The triggering stage results in a data chunk of 1024 samples containing only the wingbeat event. In Figure 5 we show examples of the wingbeat events. There is a slow varying in time amplitude part (see Figure 5a), almost non-oscillatory, which is due to the main body movement that appears at low frequencies near DC in Figure 5b. We would get the same slowly varying pattern with a simple drop of an object through the FOV. On the slow varying part one can clearly see the imposed oscillatory contribution due to the modulation that the wingbeat inflicts on the light intensity. The power spectral density (PSD) one-sided estimate of each snippet is found by splitting the waveform in 4-chunks of 256 samples each without overlapping. The modified periodogram is computed using a Hamming window of 256 samples followed by a 256 points Discrete Fourier Transform (DFT). The DFT’s are averaged and log-transformed to obtain the PSD estimate of the recording. In Figure 5 we line-up several wingbeat recordings from different B. oleae individuals taken from the trap in operational mode and stored in the embedded SD. The SNR is around 50 dB calculated as:
S N R   =   20   ×   l o g ( S i g n a l _ R M S N o i s e _ R M S )
We use the frequency content of the wingbeat as biometric evidence for species classification. Note that, besides the fundamental frequency, information bearing parts of the signal are the exact location of the partials (some higher partials can be detuned from the exact placement of harmonics), the distribution of energy on the harmonics, and the amplitude of the near-DC frequency content related to body-size. While the aforementioned spectral areas are the most informative, species identity information is distributed in all over the spectrum. This is a common situation as in the speaker and language identification tasks in speech processing, therefore the use of the whole spectrum is suggested as opposed to estimating the f0 and the harmonics solely.

3.1. Verification Results in the Lab

Verification involves answering a problem with a binary answer: once the device is triggered, due to detection of an entering insect, the question is whether then becomes was it the target species (i.e., B. oleae in our case) that flew in or not. We are not interested in the context of this work to recognize any species other than the target pest. Two approaches were examined: (a) a simple, rule-based approach that reports results based on calculations carried out inside the trap, and (b) results based on analyzing off-line the stored recordings. The first approach is based on two simple rules that simultaneously must hold in order to count a signal as a target case: Rule 1: Examine if the amplitude of the time domain recording is within the limits derived from a large number of B. oleae recordings (see Figure 5). Insects that have larger wings than B. oleae will return a larger fluctuation on signal amplitude and, on the contrary, insects that are much smaller (e.g., midges) modulate light at much smaller amplitudes. Rule 2: Examine the frequencies between 170 and 230 Hz where the fundamental frequency of B. oleae’s wingbeat lies and if the energy of this bandwidth exceeds a threshold then call it a verified detection. Thresholds are derived from positive examples in the lab. The rule is simple and efficient provided there are no competing fruit-flies in the olive orchard. This rule cannot, by default, tell the difference between B. oleae, C. capitata and Lonchaea aristella (Diptera: Lonchaeidae) whose spectra totally overlap (see Figure 6).
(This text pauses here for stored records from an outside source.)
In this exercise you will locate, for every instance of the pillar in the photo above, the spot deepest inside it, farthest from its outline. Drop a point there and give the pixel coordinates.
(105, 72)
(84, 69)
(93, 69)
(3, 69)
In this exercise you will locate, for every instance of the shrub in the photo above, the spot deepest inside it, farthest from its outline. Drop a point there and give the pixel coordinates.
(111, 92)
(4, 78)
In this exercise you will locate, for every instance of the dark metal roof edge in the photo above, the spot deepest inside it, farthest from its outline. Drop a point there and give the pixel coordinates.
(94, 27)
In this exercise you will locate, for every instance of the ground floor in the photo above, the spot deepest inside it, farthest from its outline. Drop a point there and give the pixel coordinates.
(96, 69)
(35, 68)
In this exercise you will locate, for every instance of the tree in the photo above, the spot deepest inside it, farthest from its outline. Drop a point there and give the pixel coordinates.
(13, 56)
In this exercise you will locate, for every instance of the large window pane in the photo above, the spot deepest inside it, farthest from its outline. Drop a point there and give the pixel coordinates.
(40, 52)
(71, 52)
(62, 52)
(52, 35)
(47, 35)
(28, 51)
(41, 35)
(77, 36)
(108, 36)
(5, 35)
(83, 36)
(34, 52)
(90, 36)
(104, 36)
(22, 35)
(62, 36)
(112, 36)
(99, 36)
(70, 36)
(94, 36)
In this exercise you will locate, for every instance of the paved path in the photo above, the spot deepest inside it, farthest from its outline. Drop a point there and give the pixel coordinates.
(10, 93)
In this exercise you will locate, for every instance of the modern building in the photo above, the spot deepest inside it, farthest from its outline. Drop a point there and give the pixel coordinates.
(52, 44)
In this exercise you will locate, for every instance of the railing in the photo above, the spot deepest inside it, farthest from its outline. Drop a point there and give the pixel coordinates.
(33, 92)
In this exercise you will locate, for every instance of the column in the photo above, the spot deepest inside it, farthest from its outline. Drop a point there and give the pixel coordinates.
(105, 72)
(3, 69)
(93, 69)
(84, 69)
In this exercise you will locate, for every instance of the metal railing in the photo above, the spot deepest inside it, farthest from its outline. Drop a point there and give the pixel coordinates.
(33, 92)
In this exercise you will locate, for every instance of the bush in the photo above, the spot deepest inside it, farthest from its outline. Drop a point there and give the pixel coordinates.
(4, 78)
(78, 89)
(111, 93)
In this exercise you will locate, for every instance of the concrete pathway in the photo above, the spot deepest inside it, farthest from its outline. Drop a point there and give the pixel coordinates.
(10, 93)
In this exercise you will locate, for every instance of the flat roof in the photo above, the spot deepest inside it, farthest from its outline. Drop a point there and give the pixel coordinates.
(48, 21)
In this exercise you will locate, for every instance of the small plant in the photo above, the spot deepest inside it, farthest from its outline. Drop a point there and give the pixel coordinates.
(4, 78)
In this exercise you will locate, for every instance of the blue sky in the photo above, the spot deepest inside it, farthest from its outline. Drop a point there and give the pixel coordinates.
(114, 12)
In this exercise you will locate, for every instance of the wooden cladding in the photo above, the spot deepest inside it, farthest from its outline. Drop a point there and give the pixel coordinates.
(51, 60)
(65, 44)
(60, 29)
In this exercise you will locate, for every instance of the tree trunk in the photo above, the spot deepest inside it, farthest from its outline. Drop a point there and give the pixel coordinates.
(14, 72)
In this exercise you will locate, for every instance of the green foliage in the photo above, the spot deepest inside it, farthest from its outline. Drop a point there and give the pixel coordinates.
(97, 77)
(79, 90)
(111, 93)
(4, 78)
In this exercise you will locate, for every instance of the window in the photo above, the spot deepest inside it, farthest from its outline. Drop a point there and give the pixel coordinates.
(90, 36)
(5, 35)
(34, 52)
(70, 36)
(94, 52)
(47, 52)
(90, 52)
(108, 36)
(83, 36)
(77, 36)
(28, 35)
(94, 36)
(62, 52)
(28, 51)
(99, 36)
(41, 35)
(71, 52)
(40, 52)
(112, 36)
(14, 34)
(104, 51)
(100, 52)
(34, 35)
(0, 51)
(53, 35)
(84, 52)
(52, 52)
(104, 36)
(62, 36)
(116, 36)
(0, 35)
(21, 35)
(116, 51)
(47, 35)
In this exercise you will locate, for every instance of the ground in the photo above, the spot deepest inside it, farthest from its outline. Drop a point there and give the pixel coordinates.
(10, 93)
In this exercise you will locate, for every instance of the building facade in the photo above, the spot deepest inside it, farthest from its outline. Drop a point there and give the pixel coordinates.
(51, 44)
Nevertheless the approach rejects 80% of Drosophila cases and 100% of all mosquito cases we tried. Drosophila is a smaller insect compared to B. oleae and beats its wings at higher frequencies between 260–310 Hz and mosquitoes have an even higher fundamental frequency when all are observed in the same reference temperature. We never observed triggering of the device in the absence of an insect flying in. Similarly, the device is immune to insects walking without flapping their wings. The rule-based version of examining the spectral area around 200 Hz is suggested to be applied with sex-specific pheromone attractants to avoid attraction of non-target insects. We then focused on employing more complex and computationally involved algorithms that currently must be executed out on a server to examine the full information quality of the wingbeat. In practice this would entail the transmission of the snippet from the SD of the trap to the server.
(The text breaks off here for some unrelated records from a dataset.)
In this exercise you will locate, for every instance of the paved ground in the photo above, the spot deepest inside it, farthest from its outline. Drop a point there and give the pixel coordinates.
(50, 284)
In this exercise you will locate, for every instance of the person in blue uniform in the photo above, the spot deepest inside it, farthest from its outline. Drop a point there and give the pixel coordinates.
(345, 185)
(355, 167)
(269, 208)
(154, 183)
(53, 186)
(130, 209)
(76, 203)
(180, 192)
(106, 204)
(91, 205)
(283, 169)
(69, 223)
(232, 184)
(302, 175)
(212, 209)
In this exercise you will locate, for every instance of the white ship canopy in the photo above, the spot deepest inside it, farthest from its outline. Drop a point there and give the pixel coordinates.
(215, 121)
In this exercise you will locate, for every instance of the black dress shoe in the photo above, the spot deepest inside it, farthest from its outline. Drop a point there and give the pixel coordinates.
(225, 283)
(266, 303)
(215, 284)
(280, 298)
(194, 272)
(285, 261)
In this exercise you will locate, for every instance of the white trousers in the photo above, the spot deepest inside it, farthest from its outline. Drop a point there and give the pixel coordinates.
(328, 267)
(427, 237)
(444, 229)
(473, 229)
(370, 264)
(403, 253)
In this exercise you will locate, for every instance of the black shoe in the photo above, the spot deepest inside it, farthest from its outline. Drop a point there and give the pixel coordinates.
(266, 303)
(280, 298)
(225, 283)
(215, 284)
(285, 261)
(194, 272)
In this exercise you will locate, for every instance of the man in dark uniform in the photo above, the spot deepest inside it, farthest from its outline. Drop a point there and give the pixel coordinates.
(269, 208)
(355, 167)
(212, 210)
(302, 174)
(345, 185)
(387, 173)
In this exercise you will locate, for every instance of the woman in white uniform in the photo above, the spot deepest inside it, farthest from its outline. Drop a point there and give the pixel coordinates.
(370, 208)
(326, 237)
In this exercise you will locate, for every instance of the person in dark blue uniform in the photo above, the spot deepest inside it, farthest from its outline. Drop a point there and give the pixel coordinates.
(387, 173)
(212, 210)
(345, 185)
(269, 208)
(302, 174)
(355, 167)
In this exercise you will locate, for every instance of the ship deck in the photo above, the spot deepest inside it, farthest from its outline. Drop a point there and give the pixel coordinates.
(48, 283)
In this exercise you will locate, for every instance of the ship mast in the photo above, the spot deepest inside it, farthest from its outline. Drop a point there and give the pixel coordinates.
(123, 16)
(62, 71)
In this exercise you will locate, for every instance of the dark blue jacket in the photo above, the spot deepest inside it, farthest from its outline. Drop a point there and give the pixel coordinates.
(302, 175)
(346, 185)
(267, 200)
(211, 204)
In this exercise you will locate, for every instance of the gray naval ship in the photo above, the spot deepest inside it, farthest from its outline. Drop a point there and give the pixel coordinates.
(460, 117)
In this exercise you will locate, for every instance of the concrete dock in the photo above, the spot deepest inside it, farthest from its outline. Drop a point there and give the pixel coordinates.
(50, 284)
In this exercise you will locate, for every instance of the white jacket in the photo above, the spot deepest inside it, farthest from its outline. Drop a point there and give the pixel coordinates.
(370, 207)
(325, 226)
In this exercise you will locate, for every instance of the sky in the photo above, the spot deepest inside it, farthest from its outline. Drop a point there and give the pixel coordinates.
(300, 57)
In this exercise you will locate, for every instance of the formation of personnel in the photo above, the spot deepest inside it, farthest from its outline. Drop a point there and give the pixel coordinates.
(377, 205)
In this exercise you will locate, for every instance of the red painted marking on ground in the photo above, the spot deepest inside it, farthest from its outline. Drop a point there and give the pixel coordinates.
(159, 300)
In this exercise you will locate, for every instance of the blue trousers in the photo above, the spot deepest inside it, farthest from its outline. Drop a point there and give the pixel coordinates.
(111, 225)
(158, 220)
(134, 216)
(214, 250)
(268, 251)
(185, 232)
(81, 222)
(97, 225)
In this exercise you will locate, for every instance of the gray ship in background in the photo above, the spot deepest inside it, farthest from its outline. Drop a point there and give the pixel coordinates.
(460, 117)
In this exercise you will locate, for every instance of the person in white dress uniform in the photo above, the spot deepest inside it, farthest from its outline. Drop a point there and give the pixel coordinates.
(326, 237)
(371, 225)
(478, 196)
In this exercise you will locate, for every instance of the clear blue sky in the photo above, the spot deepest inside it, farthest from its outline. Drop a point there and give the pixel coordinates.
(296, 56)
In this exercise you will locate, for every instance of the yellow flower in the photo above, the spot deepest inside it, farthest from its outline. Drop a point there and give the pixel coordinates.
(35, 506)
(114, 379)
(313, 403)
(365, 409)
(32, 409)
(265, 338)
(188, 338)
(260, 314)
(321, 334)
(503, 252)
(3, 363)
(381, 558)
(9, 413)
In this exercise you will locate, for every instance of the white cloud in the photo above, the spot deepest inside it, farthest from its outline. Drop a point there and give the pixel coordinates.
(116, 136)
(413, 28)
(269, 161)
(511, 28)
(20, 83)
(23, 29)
All recordings in Table 2 are taken by insects that either flew in from the container to the trap or landed on the outside of the inverted funnel entrance, walked inside up to the border that they tend to explore by walking and then flew in (see Figure 7 for the testbed). No attractant was used other than physical light and random variation in temperature and humidity was kept as low as possible. One should note that this is a challenging dataset reflecting a worst case scenario in reality as it investigates the possibility of discerning a specific fruit fly among other fruit flies only from its wingbeat.
The recorded dataset depicted in Table 2 is based on the experimental setting shown in Figure 7. All adult insects of all species in this work started as larvae inside fruits (i.e., olives for B. oleae, peaches for C. capitata and figs for L. aristella) and they feed upon the pulp until they exit, usually as third instar larvae. Then they are collected and grown in an insectary cage. As larvae turn into adult insects, we supply them with yeast hydrolysate-sugar diet and water to sustain them to life. We keep only first generation insects, as breeding generations of insects in captivity results into degeneration that might affect the flying mechanism and our target are insects of the real-field. Each insectary cage contains strictly one species and about 200–300 adults of both sexes.
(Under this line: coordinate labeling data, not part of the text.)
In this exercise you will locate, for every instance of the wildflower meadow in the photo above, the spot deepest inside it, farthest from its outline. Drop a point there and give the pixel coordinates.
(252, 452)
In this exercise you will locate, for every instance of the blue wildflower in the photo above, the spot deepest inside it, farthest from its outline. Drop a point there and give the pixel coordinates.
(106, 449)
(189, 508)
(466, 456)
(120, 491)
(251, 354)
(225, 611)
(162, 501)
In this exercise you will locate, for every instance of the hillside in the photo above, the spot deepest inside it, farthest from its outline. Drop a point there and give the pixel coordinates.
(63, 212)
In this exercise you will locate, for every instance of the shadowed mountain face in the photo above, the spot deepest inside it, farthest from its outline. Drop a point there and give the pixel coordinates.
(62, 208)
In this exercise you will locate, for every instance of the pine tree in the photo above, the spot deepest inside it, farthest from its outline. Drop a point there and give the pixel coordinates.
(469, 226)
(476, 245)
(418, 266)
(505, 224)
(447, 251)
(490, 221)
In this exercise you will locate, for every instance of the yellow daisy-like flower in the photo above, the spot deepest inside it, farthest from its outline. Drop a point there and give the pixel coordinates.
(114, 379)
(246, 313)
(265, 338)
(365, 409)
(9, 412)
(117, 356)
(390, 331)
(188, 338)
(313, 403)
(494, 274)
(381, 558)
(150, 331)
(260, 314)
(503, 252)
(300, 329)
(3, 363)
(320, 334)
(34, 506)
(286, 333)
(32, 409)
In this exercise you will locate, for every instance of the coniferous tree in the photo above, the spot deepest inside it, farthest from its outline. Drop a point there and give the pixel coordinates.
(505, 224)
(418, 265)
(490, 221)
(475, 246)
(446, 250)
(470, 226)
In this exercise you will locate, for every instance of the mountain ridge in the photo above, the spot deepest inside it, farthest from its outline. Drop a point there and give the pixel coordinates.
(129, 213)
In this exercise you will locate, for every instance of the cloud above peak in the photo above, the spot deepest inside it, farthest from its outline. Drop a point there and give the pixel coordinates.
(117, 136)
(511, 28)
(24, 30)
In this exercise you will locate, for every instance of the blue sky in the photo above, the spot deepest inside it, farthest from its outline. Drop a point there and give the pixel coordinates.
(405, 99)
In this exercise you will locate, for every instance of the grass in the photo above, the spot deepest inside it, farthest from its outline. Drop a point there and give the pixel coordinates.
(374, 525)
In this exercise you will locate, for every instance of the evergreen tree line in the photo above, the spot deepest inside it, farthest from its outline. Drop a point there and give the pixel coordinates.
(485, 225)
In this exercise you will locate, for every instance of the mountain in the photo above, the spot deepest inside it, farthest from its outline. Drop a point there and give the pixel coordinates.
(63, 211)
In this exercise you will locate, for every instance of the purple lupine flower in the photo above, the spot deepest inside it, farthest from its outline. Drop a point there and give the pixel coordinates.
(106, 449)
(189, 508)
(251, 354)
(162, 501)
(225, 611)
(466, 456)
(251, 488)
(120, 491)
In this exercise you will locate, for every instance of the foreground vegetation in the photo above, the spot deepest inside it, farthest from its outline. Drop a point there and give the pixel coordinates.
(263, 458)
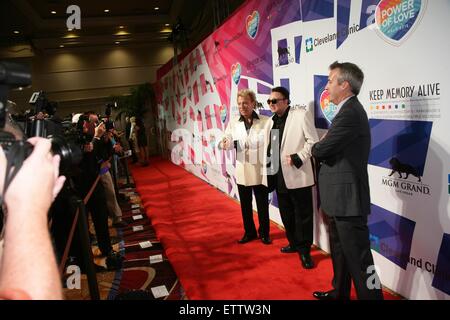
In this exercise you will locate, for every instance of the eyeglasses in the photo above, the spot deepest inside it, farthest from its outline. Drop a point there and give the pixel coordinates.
(274, 101)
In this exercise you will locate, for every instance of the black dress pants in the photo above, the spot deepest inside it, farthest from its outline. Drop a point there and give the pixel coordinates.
(296, 212)
(262, 204)
(352, 259)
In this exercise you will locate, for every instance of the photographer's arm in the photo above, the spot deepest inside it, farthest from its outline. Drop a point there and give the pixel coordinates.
(28, 265)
Adult insects are taken in turn and placed in the black container until they fly into the trap. All B. oleae snippets are tagged with label “1” and all others with label “0”. We first assessed the verification performance of popular classifiers based on 10-fold cross-validation. The whole dataset is randomly shuffled, 80% of the dataset is used for training and the rest 20% for testing. The whole procedure is repeated 10 times and the mean accuracy and standard deviation over 10-folds is reported in Table 3. To further elaborate on the recognition accuracy we use precision, recall and F1 score metrics on a random 20% holdout part of the dataset and also derive the confusion matrix of the test set. One should note that in binary classifications there are two sources of errors: the system can fail to classify correctly a target (i.e., a miss) and the system can erroneously classify a fruit fly that is not B. oleae as such (i.e., a false alarm). Precision (P) is defined as the number of true positives (Tp) over the number of true positives plus the number of false positives (Fp):
P = T p T p + F p
Recall (R) is defined as the number of true positives (Tp) over the number of true positives plus the number of false negatives (Fp):
R = T p T p + F n
These quantities are also related to the (F1) score, which is defined as the harmonic mean of precision and recall:
F 1 = 2 P × R P + R
High precision relates to a low false positive rate, and high recall relates to a low false negative rate. High scores for both show that the classifier is returning accurate results (high precision), as well as returning a majority of all positive results (high recall). We did not try to optimize the feature set as the current is not the focus of this work (in Matlab, feature extraction takes one line of code: c = 10log10 (pwelch(x, 256, 192, 256, 4000)); % Include main body movement).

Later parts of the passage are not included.